The introduction makes the point that from the very beginnings of the Church, pastors have required wisdom to struggle for the health and life of the souls entrusted to their care. The methods employed in soul care throughout the centuries anticipated many of elements of contemporary psychotherapy. Oden quotes from Church leaders from the ancient Church to the Reformation to answer these nine questions:

1. How do sources of the classical pastoral tradition describe the necessary and sufficient conditions of the helping relationship, the essential elements of the therapeutic relationship and how do these descriptions correspond with recent accounts?
2. What constitutes counsel, what should one expect from it, and how is an apt counselor found?
3. How does God's own emphatic caring and providential guidance shape the process of human care-giving?
4. Why is the timing of seasonable wisdom such a crucial prudential element of pastoral counsel?
5. How did the classic Christian psychologists understand the language of the body, and its relation to the struggle for language in self-disclosure, as well as the significance of silence?
6. Why are admonition and discipline such distinctive features of constructive behavioral change?
7. Can responsible freedom be rightly nurtured without moral guidance?
8. How do classic therapeutic understandings and procedures anticipate contemporary psycotheraputic assumptions and procedures?
9. Finally, what patterns recur in classic analyses of the psychological dynamics of the will that have been rediscovered by modern behavioral science? (Oden, p. 5)
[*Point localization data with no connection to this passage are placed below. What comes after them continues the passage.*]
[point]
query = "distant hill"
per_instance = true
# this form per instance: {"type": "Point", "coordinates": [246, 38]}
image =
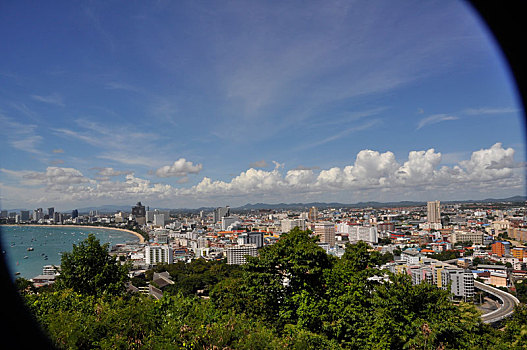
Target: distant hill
{"type": "Point", "coordinates": [109, 209]}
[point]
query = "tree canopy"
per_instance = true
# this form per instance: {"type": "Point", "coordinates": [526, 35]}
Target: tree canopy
{"type": "Point", "coordinates": [292, 296]}
{"type": "Point", "coordinates": [90, 269]}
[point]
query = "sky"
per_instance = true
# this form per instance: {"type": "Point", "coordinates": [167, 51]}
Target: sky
{"type": "Point", "coordinates": [183, 104]}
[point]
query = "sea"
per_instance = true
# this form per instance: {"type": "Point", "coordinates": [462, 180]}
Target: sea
{"type": "Point", "coordinates": [48, 244]}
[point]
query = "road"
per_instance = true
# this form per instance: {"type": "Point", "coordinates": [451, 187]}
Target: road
{"type": "Point", "coordinates": [507, 303]}
{"type": "Point", "coordinates": [507, 300]}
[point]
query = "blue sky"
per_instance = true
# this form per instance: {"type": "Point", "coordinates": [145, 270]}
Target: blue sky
{"type": "Point", "coordinates": [195, 103]}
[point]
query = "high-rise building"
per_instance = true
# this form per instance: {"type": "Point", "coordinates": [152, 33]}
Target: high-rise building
{"type": "Point", "coordinates": [158, 254]}
{"type": "Point", "coordinates": [289, 224]}
{"type": "Point", "coordinates": [313, 214]}
{"type": "Point", "coordinates": [139, 212]}
{"type": "Point", "coordinates": [159, 220]}
{"type": "Point", "coordinates": [326, 232]}
{"type": "Point", "coordinates": [221, 212]}
{"type": "Point", "coordinates": [236, 255]}
{"type": "Point", "coordinates": [255, 238]}
{"type": "Point", "coordinates": [38, 214]}
{"type": "Point", "coordinates": [24, 215]}
{"type": "Point", "coordinates": [434, 212]}
{"type": "Point", "coordinates": [363, 233]}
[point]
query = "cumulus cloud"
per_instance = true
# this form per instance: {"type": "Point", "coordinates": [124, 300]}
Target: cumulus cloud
{"type": "Point", "coordinates": [375, 170]}
{"type": "Point", "coordinates": [53, 99]}
{"type": "Point", "coordinates": [489, 110]}
{"type": "Point", "coordinates": [434, 119]}
{"type": "Point", "coordinates": [180, 168]}
{"type": "Point", "coordinates": [372, 172]}
{"type": "Point", "coordinates": [105, 172]}
{"type": "Point", "coordinates": [259, 164]}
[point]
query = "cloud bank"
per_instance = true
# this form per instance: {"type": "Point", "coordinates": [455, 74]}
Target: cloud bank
{"type": "Point", "coordinates": [370, 172]}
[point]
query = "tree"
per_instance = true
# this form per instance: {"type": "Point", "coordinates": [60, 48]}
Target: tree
{"type": "Point", "coordinates": [89, 269]}
{"type": "Point", "coordinates": [285, 276]}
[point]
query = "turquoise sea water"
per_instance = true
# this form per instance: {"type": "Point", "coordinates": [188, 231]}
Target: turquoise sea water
{"type": "Point", "coordinates": [48, 241]}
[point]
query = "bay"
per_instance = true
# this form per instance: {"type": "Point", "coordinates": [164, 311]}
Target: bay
{"type": "Point", "coordinates": [50, 242]}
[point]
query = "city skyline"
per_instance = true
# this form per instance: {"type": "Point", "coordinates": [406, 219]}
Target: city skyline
{"type": "Point", "coordinates": [190, 105]}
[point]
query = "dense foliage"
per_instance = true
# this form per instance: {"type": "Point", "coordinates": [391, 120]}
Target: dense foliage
{"type": "Point", "coordinates": [293, 296]}
{"type": "Point", "coordinates": [198, 275]}
{"type": "Point", "coordinates": [90, 270]}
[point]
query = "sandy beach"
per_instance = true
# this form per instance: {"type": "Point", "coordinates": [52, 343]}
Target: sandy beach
{"type": "Point", "coordinates": [141, 238]}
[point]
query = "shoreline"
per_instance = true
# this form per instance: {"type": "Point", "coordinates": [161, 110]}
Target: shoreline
{"type": "Point", "coordinates": [141, 238]}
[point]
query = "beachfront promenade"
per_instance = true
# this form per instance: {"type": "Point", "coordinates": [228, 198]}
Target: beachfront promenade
{"type": "Point", "coordinates": [138, 235]}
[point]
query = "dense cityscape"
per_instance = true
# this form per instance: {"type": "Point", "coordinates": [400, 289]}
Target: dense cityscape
{"type": "Point", "coordinates": [449, 246]}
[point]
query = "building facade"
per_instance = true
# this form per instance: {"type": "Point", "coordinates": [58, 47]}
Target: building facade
{"type": "Point", "coordinates": [434, 212]}
{"type": "Point", "coordinates": [158, 254]}
{"type": "Point", "coordinates": [326, 232]}
{"type": "Point", "coordinates": [236, 255]}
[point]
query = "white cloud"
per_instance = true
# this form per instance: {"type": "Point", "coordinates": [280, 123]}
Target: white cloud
{"type": "Point", "coordinates": [259, 164]}
{"type": "Point", "coordinates": [434, 119]}
{"type": "Point", "coordinates": [111, 172]}
{"type": "Point", "coordinates": [372, 173]}
{"type": "Point", "coordinates": [53, 99]}
{"type": "Point", "coordinates": [489, 110]}
{"type": "Point", "coordinates": [180, 168]}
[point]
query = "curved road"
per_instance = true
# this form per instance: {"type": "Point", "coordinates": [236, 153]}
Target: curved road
{"type": "Point", "coordinates": [508, 302]}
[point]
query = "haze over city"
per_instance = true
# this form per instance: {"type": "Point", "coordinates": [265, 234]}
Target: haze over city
{"type": "Point", "coordinates": [206, 104]}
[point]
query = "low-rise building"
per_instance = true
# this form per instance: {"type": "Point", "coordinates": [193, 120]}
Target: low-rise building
{"type": "Point", "coordinates": [236, 254]}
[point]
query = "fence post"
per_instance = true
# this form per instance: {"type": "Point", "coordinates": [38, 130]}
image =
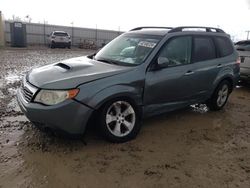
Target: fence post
{"type": "Point", "coordinates": [2, 41]}
{"type": "Point", "coordinates": [96, 35]}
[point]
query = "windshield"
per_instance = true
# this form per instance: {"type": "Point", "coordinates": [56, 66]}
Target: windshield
{"type": "Point", "coordinates": [128, 49]}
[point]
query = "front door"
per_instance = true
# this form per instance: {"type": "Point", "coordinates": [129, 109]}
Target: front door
{"type": "Point", "coordinates": [170, 87]}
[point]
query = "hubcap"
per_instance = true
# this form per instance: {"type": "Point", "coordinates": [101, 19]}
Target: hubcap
{"type": "Point", "coordinates": [120, 118]}
{"type": "Point", "coordinates": [222, 95]}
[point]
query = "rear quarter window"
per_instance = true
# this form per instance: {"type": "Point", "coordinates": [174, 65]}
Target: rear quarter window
{"type": "Point", "coordinates": [204, 49]}
{"type": "Point", "coordinates": [224, 46]}
{"type": "Point", "coordinates": [60, 34]}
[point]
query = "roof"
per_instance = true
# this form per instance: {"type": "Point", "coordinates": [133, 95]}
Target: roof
{"type": "Point", "coordinates": [161, 31]}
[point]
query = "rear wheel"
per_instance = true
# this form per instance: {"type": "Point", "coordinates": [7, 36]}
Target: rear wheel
{"type": "Point", "coordinates": [119, 121]}
{"type": "Point", "coordinates": [52, 45]}
{"type": "Point", "coordinates": [220, 96]}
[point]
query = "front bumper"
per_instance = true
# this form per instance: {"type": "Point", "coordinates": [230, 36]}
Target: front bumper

The title of chapter one is called "Necessary and Sufficient Conditions of a Helping Relationship." Oden lists five conditions and quotes from historical Church figures in expounding upon them. These five conditions are:
1. Accurate emphatic listening.
2. Congruent, open awareness of one's own experiencing process, trusting one's own soul, one's most inward experiencing, enabling full disclosure.
3. Unconditional accepting love.
4. Rigorous self-examination.
5. Narrative comic insight.

Oden explains that the Greek word for a helping, healing relationship is theripea. The Greek noun therapon describes one who helps, serves and heals others. The Latin word for therapon is ministerium, where we derive our English word minister. The pastoral office, Oden states, as been historically seen as a therapeutic one.

A sample of quotations from the book are included in the audio portion of this post above to give you a flavor of the wisdom available to the contemporary Church from the wisdom of Classical Pastoral Tradition.